I don’t know how much longer I can go on like this as my condition continues to decline. There is research indicating that patients are dying 18 years younger than the general population. I am 51 years old now and I have gone 33 years without appropriate medical care. I am missing out on my own life. I am missing children that I’ll never have and I am missing the branches that will never exist in my family tree because of the politics of this disease. A member of our community who suffers from M.E. recently told Walter J. Koroshetz, M.D., Director of the National Institute of Neurological Disorders and Stroke, during a phone meeting with the NIH that “…this is murder by neglect!” She is right. I feel like I am being imprisoned and murdered. Furthermore, this disease has become such a joke to people who know nothing about it and who don’t understand it that almost no one in our society cares or has the strength of character to truly help us.

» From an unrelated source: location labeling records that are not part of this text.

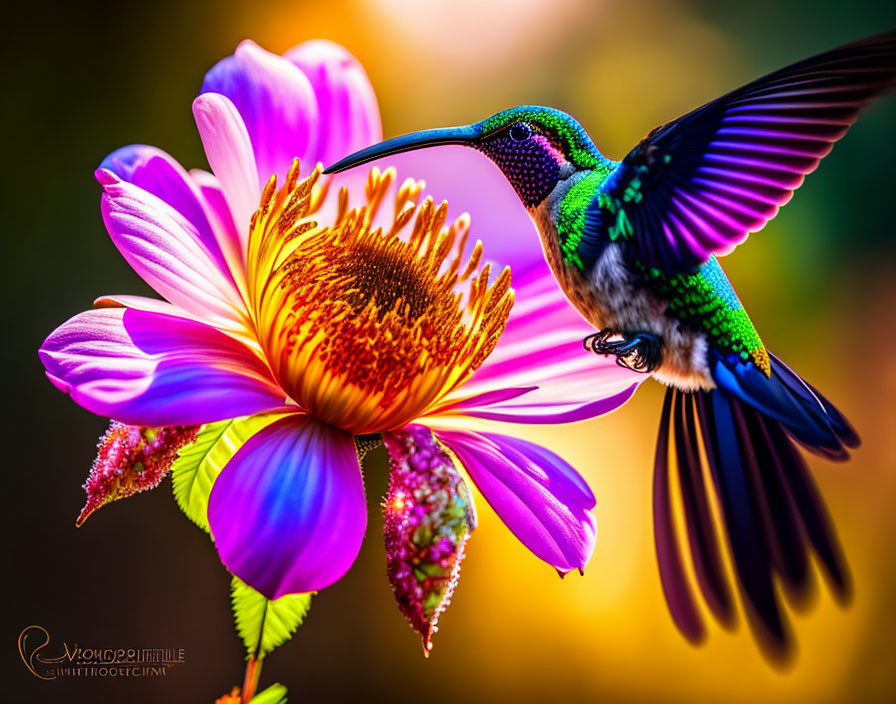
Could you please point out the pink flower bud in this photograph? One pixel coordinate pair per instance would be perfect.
(132, 459)
(429, 515)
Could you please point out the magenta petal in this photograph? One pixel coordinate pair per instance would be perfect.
(158, 173)
(572, 383)
(472, 184)
(168, 252)
(541, 498)
(276, 103)
(145, 368)
(288, 512)
(345, 99)
(229, 152)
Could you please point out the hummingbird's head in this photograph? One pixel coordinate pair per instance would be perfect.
(535, 147)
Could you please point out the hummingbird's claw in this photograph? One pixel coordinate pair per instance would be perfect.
(641, 352)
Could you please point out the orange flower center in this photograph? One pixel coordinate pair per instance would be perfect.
(363, 328)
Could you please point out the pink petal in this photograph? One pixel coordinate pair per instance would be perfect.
(229, 153)
(276, 104)
(573, 383)
(156, 305)
(166, 250)
(538, 495)
(158, 173)
(349, 115)
(152, 369)
(288, 512)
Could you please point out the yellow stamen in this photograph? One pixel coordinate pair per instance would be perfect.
(361, 328)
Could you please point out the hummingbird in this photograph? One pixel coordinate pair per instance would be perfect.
(634, 244)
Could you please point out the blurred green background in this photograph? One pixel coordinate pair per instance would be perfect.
(83, 79)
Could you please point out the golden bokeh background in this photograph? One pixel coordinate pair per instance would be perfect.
(818, 281)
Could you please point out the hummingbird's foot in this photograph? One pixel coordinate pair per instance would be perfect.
(641, 352)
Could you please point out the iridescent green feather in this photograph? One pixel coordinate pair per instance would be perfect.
(704, 300)
(574, 141)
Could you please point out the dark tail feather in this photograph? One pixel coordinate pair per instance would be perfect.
(771, 511)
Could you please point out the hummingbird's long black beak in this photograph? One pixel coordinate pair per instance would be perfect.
(416, 140)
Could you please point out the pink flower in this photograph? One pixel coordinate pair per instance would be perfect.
(306, 309)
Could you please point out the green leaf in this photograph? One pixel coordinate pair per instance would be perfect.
(198, 465)
(263, 624)
(275, 694)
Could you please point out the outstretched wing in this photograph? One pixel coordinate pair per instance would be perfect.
(700, 184)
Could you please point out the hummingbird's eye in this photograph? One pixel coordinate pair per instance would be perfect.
(520, 132)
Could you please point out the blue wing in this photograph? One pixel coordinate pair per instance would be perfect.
(700, 184)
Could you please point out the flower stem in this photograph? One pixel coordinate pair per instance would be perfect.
(250, 682)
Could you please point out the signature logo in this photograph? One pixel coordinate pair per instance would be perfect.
(75, 661)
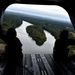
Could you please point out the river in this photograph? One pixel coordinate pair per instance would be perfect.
(29, 46)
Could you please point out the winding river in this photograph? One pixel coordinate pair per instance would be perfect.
(29, 46)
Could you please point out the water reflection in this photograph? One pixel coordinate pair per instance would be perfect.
(29, 46)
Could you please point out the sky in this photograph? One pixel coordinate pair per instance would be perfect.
(46, 11)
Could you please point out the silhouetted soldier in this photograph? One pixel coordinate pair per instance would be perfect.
(13, 51)
(60, 51)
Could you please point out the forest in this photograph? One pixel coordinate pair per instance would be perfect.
(37, 34)
(11, 19)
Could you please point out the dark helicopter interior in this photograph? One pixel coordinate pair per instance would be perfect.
(42, 64)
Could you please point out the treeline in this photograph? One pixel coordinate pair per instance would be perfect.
(37, 34)
(11, 20)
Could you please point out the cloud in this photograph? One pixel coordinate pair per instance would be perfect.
(49, 11)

I know that you are very busy now with the challenges that the new administration brings and that many more people will need your help, but people with M.E. have been waiting for decades for help. M.E. has been considered a disease by the World Health Organization since 1969. It was published about in the 1950s and more descriptions exist prior to that. We were cast aside during the 80s, during the AIDS epidemic which eventually received huge amounts of funding and treatments while M.E. got slandered as “yuppie flu”, “psychosomatization”, “hysteria”, “malingering” and “not a real disease”. We need champions like you to get us the care, research and treatments that we require and demand like any other human being would get with a prevalent severe medical disease.
Thank you very much.
Sincerely,
Laurie P_____
Very nicely put….thank you for posting.
Thanks Rivka! Way to go! I’m in Arlington MA and I’ll call Markey today and add my story (down since 2006) too! Fingers crossed!

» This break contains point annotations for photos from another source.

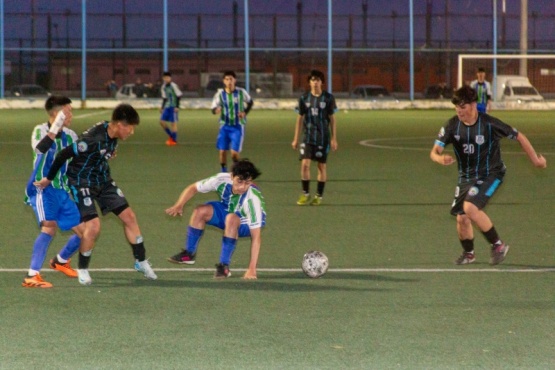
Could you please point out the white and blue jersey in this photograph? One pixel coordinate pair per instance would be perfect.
(52, 203)
(249, 206)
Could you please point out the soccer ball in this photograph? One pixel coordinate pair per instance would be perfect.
(315, 264)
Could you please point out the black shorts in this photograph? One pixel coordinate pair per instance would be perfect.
(313, 152)
(108, 196)
(476, 192)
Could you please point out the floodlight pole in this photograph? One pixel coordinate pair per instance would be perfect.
(247, 64)
(2, 49)
(165, 43)
(84, 54)
(330, 44)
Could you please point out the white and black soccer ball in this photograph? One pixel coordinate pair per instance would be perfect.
(315, 264)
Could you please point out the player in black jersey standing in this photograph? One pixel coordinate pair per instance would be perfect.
(90, 180)
(475, 138)
(316, 118)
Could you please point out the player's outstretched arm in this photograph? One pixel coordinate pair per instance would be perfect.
(256, 240)
(537, 159)
(186, 195)
(437, 155)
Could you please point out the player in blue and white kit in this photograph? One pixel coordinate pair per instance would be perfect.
(232, 104)
(240, 212)
(483, 91)
(52, 205)
(171, 96)
(475, 138)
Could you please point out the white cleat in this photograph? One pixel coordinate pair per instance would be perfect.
(84, 277)
(146, 269)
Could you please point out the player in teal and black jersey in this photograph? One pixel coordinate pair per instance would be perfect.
(91, 181)
(316, 119)
(475, 138)
(171, 96)
(232, 104)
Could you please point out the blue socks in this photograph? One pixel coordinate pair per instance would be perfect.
(228, 246)
(39, 251)
(193, 237)
(70, 248)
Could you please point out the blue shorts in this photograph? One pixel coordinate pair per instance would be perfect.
(231, 137)
(218, 219)
(55, 205)
(169, 115)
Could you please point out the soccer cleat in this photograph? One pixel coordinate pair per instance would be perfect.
(146, 269)
(84, 277)
(183, 257)
(222, 271)
(35, 282)
(303, 199)
(465, 259)
(316, 201)
(498, 254)
(63, 267)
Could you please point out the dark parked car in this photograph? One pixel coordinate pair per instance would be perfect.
(23, 91)
(372, 92)
(440, 91)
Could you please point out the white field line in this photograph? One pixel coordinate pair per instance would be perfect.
(369, 270)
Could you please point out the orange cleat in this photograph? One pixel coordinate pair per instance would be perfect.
(35, 282)
(63, 267)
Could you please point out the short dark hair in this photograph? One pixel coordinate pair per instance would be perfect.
(464, 95)
(318, 74)
(125, 113)
(56, 101)
(245, 170)
(229, 73)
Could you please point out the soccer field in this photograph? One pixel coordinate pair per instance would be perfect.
(392, 299)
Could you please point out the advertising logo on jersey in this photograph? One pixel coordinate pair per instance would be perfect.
(441, 132)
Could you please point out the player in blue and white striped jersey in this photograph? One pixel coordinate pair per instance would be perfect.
(483, 91)
(171, 96)
(475, 137)
(240, 212)
(232, 104)
(52, 205)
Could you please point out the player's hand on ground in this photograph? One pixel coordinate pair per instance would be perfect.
(42, 183)
(541, 162)
(175, 211)
(250, 275)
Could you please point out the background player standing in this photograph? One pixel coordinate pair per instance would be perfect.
(240, 212)
(483, 91)
(91, 180)
(52, 205)
(232, 104)
(316, 119)
(475, 138)
(171, 96)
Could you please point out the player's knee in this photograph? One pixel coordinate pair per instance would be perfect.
(232, 220)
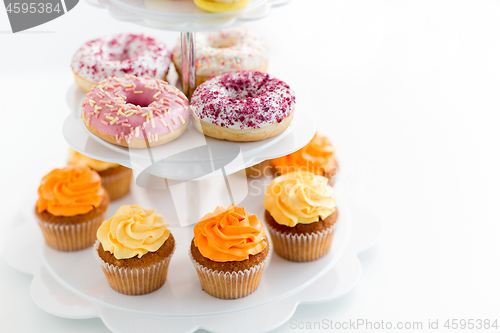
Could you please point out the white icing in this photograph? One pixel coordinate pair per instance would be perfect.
(226, 50)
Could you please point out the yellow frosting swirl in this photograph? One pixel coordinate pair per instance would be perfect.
(299, 197)
(133, 231)
(318, 157)
(76, 158)
(230, 234)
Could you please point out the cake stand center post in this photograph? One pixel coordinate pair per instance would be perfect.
(188, 61)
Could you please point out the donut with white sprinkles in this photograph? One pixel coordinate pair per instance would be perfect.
(118, 55)
(135, 112)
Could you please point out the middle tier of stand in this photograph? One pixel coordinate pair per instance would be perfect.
(193, 156)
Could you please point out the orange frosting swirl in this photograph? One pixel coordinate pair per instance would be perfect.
(318, 157)
(230, 234)
(70, 191)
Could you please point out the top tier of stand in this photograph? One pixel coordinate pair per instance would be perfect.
(183, 15)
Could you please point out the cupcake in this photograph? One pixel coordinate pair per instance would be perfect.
(71, 206)
(115, 178)
(318, 157)
(229, 252)
(134, 248)
(300, 214)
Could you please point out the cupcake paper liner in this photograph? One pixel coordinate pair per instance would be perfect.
(229, 285)
(117, 185)
(71, 237)
(133, 280)
(302, 247)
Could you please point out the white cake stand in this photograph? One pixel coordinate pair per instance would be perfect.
(71, 284)
(175, 181)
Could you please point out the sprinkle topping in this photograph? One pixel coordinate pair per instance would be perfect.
(127, 114)
(242, 100)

My message was not accepted. Should I send it by snail mail? Where to? There are 4 offices listed.
Angie, can you resubmit your comment. I didn’t see it. Thanks!

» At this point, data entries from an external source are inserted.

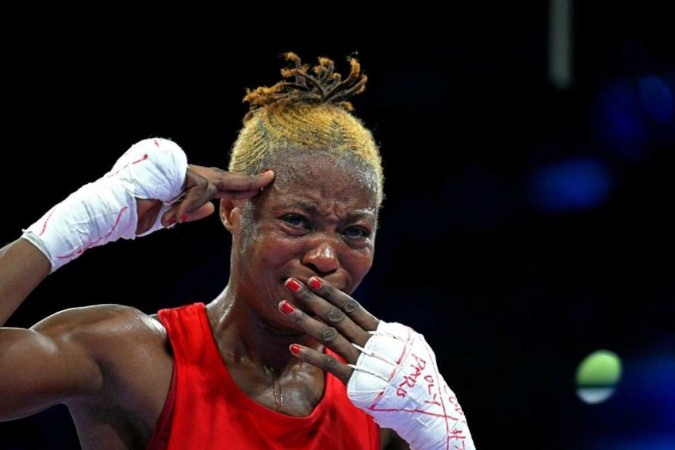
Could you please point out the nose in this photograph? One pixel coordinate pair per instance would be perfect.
(322, 257)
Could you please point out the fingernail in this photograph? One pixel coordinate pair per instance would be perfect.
(315, 283)
(293, 284)
(287, 307)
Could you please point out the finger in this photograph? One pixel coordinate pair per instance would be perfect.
(328, 312)
(203, 211)
(234, 185)
(326, 334)
(323, 361)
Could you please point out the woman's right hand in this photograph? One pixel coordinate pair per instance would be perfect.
(202, 184)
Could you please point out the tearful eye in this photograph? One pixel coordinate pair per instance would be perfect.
(356, 233)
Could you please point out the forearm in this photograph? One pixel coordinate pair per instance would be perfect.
(22, 269)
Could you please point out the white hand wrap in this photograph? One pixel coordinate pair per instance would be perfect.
(396, 381)
(105, 210)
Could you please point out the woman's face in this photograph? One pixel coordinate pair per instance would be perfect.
(317, 218)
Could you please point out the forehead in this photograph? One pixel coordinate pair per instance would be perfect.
(324, 174)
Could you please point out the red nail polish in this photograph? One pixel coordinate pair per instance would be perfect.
(287, 307)
(293, 284)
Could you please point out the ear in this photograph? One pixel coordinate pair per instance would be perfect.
(230, 213)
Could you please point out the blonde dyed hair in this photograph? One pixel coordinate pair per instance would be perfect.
(308, 110)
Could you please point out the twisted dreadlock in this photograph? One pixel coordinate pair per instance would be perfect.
(308, 110)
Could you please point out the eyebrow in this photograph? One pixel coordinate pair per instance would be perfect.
(312, 209)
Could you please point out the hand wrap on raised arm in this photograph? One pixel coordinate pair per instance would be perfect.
(396, 380)
(105, 210)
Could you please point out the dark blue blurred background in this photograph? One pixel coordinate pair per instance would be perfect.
(529, 164)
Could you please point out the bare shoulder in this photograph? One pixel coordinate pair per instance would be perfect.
(105, 329)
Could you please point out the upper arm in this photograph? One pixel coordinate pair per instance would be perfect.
(45, 365)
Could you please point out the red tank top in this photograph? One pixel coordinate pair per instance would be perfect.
(206, 410)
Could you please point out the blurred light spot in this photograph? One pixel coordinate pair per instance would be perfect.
(656, 98)
(570, 185)
(598, 375)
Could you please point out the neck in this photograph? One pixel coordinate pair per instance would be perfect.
(245, 337)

Angie, great idea to send a snailmail letter! You can send it to his Washington DC office. — rivka
There is a Town Hall, Sunday, March 19th, hosted by Congressman Jim McGovern & Senator Ed Markey.
4:00 PM
Clark University – Atwood Hall
950 Main St.
Worcester, MA
All Are Welcome
You can RSVP to Congressman Jim McGovern at this link:
https://docs.google.com/forms/d/1qxfdQvGret4NFyECcNXCOHi_FfCcOhdwnfWPzmhrU9Y/viewform?edit_requested=true
Thank you to anyone who can go.
There is a link in the email that I received that says “Send Jim your thoughts”. The link goes here http://jimmcgovern.house.gov/contact/ and I will send Jim my thoughts as soon as I’m able to pull some together!
Laurie: Thank you for sending this info!
Thank you for the efforts you have made, Rivka and Laurie P.
Wonderful, potentially/hopefully, game-changing presentation you made, Rivka.
Very fine letter, Laurie P.
I will write to the Senator immediately.